'Teach primary school pupils how to avoid sex abuse'
Primary school-aged children in the UK need more education on how to avoid sexual abuse, says a leading academic.
Children who have been on abuse prevention programmes are more likely to tell an adult if they have been abused, suggests a global study.
The researchers looked at data on some 6,000 children in seven countries.
The data "supports the need to inform and protect children", said lead author Dr Kerryann Walsh, of Queensland University of Technology.
Dr Walsh was speaking ahead of publication of the review by the global independent research network Cochrane.
It focused on data from 24 trials where a total of 5,802 largely primary school-aged children took part in school-based prevention programmes.
These trials took place in the United States, Canada, China, Germany, Spain, Taiwan and Turkey and were judged to be the most scientifically robust ever conducted in the field.
Some took place recently, though others dated from the 1980s.
The review says that worldwide an estimated one in 10 girls and one in 20 boys experienced some form of sexual abuse in childhood.
Who to tell
The schools focused on consent with education on body ownership and "private parts", when it is acceptable to touch, what "secrets" are acceptable, as well as how to avoid dangerous situations and who children should tell if they have been abused or are afraid.
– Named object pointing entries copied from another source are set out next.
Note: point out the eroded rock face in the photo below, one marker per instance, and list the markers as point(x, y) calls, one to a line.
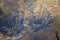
point(21, 17)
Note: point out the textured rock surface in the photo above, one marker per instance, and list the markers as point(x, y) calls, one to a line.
point(29, 20)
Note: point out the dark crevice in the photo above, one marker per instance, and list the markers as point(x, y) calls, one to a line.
point(57, 36)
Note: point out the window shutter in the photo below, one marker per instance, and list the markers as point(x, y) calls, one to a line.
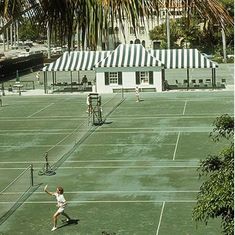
point(137, 78)
point(150, 77)
point(106, 78)
point(119, 78)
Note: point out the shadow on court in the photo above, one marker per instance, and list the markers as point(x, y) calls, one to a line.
point(68, 223)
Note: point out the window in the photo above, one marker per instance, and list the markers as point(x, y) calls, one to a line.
point(142, 30)
point(113, 78)
point(144, 77)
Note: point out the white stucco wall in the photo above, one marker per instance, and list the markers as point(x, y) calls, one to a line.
point(128, 81)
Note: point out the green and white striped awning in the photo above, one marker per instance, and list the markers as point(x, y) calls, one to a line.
point(133, 55)
point(77, 61)
point(182, 58)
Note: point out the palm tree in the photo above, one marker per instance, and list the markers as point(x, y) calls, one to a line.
point(92, 17)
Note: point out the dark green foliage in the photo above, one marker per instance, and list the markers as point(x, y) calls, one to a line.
point(216, 196)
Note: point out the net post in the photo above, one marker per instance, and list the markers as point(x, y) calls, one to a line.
point(31, 175)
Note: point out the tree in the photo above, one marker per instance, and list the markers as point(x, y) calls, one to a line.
point(92, 16)
point(216, 196)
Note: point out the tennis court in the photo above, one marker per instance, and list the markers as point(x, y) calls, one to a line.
point(133, 175)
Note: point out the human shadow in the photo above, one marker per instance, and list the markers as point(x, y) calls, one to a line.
point(68, 223)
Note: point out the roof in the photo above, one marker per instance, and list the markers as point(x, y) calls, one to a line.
point(77, 60)
point(182, 58)
point(129, 55)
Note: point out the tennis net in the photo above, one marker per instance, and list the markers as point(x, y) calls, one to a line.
point(16, 192)
point(70, 143)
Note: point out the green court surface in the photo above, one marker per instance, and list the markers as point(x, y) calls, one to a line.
point(134, 175)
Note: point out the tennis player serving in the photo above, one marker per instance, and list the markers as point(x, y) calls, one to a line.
point(61, 203)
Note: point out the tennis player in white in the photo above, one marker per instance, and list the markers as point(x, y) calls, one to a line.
point(61, 203)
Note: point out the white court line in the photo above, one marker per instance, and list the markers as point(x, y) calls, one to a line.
point(87, 201)
point(176, 146)
point(41, 110)
point(113, 192)
point(185, 104)
point(98, 161)
point(160, 219)
point(102, 167)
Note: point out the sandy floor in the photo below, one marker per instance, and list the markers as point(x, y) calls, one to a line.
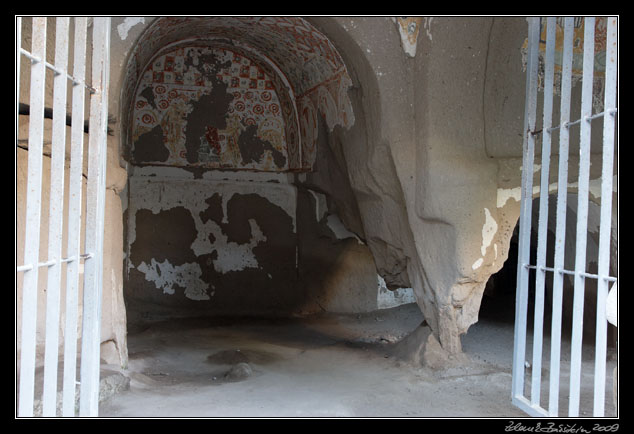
point(327, 366)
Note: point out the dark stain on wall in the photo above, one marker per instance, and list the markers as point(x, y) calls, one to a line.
point(211, 109)
point(150, 147)
point(252, 147)
point(166, 235)
point(268, 288)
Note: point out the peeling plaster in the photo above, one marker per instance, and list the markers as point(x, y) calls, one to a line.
point(594, 187)
point(341, 232)
point(409, 28)
point(477, 264)
point(321, 206)
point(237, 257)
point(165, 275)
point(488, 231)
point(160, 195)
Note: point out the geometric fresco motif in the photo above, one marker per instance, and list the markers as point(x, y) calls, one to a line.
point(309, 78)
point(208, 107)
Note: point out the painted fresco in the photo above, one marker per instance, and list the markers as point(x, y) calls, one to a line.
point(299, 56)
point(208, 107)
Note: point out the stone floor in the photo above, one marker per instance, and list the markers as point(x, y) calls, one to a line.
point(324, 366)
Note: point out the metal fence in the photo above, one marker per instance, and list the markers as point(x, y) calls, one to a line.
point(90, 223)
point(533, 404)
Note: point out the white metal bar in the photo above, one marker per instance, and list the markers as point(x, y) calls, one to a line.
point(560, 226)
point(49, 397)
point(582, 217)
point(58, 71)
point(32, 227)
point(74, 219)
point(89, 389)
point(606, 217)
point(521, 303)
point(572, 273)
point(51, 262)
point(18, 42)
point(527, 406)
point(588, 118)
point(543, 214)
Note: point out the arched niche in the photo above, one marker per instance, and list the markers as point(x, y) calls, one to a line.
point(287, 59)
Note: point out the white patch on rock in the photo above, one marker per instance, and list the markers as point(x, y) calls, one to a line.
point(387, 298)
point(127, 24)
point(488, 231)
point(477, 264)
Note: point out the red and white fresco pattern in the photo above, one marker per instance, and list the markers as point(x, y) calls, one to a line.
point(306, 58)
point(174, 86)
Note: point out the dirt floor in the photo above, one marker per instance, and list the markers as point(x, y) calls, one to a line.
point(324, 366)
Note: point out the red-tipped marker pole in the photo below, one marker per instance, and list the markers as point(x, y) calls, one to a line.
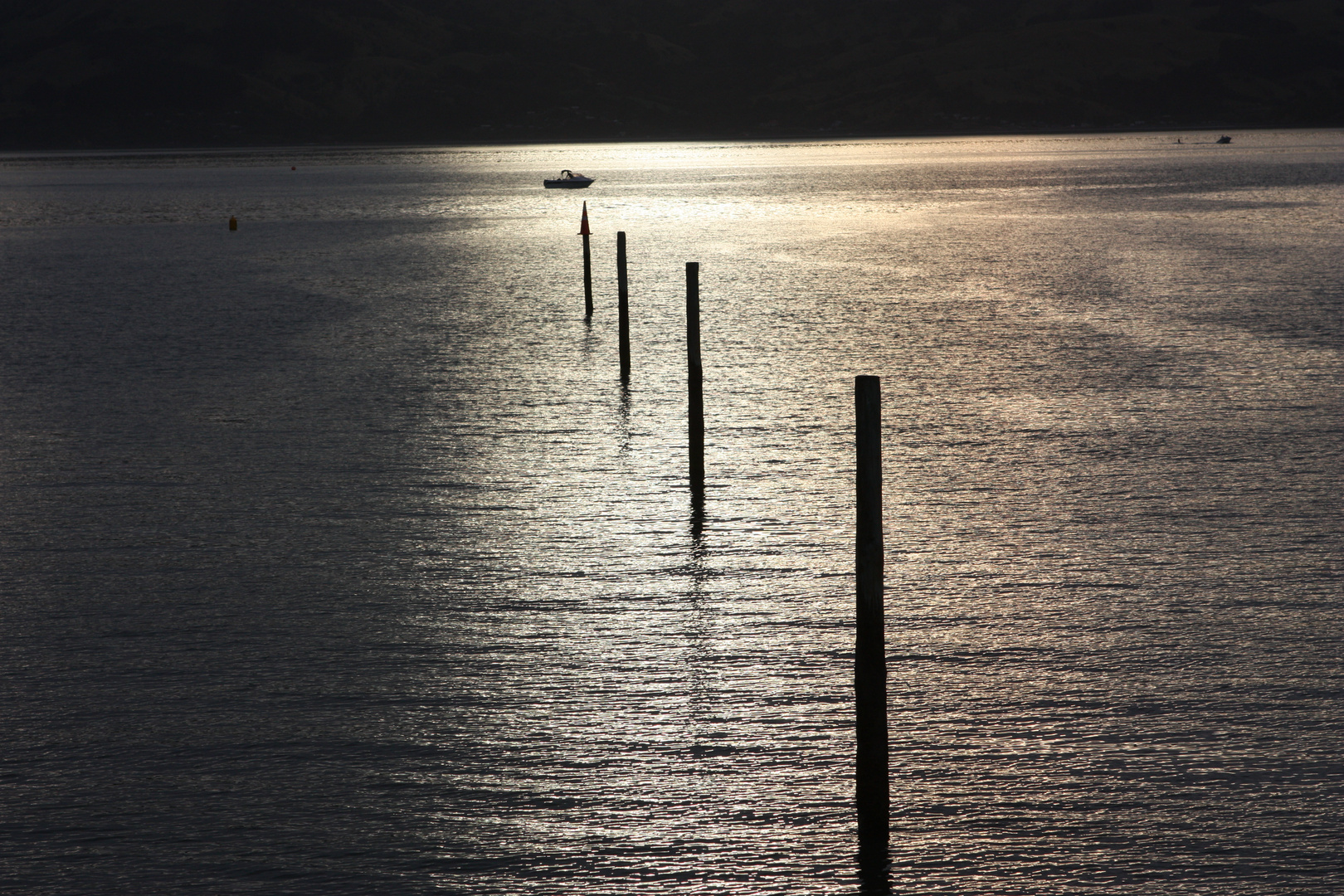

They used a variety of methods including films, plays, songs, puppets, books and games.
The data suggests the programmes successfully boosted children's awareness and knowledge of sexual abuse and they were likely to remember what they were taught six months later.
Children who had taken part were more than three times more likely to disclose sexual abuse than those who had not.
The researchers warn the figures are imprecise, but they suggest some four in 1,000 children who had not taken part were likely to report abuse, rising to some 14 in 1,000 among children who had taken part.
In some of the trials researchers cross-referenced the disclosure figures with police and social service records.
A few trials included "simulated abuse scenarios" where children were asked to leave the school with someone they did not know.
These found children who had participated in anti-abuse programmes were less likely to agree.
The researchers warned this may not be replicated in real life.
"Tests cannot mimic real abuse situations very well," said Dr Walsh.
However, Cochrane's editor-in-chief, Dr David Tovey, said the data showed the programmes were effective overall.
"If we were talking about a drug and had odds ratios of this level it would be considered a very substantial effect."
No UK trials were included as none met the stringent criteria required in terms of methodology and data.
However, the researchers said there was no reason to believe UK children would be "terribly different from those in the studies".
Dr Walsh said similar programmes already exist "in patches in the UK", but the lack of an audit meant they did not know "what is being offered out there".
She said any new programmes should be robustly evaluated and focused on seven to 12-year-olds, the age group most vulnerable to abuse.
"If you are going to do it - you should begin in these risk years."
Last month England's education secretary, Nicky Morgan, announced that all children from the age of 11 would be taught about sexual consent.
The NSPCC has called for the next government to make sex and relationship education a statutory right for every child and young person.